• Emily Carr (Canadian, 1871-1945). A powerful painter and writer who devoted her life to expressing what she felt and saw in the British Columbia woods, including the totem poles and villages of the Native American West Coast Indians. She grew up in Victoria when it was under English rule and studied in San Francisco during the Chinatown tong wars. She was a true Canadian who lived in the woods simply with her animals including her many beloved sheep dogs. In the conservative atmosphere of 19th-century Victoria, she was considered eccentric and felt a sense of “otherness,” often remaining isolated. She grew produce, raised hens and rabbits, made pottery and rugs, and took boarders to supplement her art. Overdue recognition and fame arrived in the 1920's and increased with the publication of two of her books, Klee Wyck and The Book of Small. A vivid picture of her life and the places she went and people she met are revealed in these and her other books.
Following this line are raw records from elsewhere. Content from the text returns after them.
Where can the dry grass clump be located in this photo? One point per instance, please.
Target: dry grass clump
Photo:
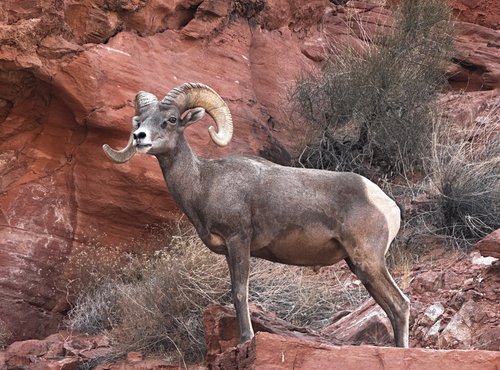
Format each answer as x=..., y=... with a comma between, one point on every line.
x=154, y=304
x=376, y=106
x=466, y=174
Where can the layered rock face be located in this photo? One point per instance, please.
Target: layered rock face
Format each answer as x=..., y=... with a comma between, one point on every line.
x=69, y=71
All of her work, from painting to writing to rugmaking, remained uninhibited by academic standards.

Emily Carr postcard

From Women Making History: The Revolutionary Feminist Postcard Art of Helaine Victoria Press by Julia M. Allen and Jocelyn H. Cohen

  • The first Emily Carr postcard appeared in the Kitchen Table series in 1973. In 1974 when Jocelyn Cohen and Nancy Poore learned to print on an offset press, they made Carr into a jumbo 5 ½” x 7¼” postcard. They printed the card at California Institute of the Arts in 1974 on the Rotaprint offset press in dark blue with a golden border. Second printing in 1975 in green with pink border. This third printing as a jumbo in 1977 was letterpress printed in midnight blue with a deep orange border followed by one more letterpress card in sepia and deep orange.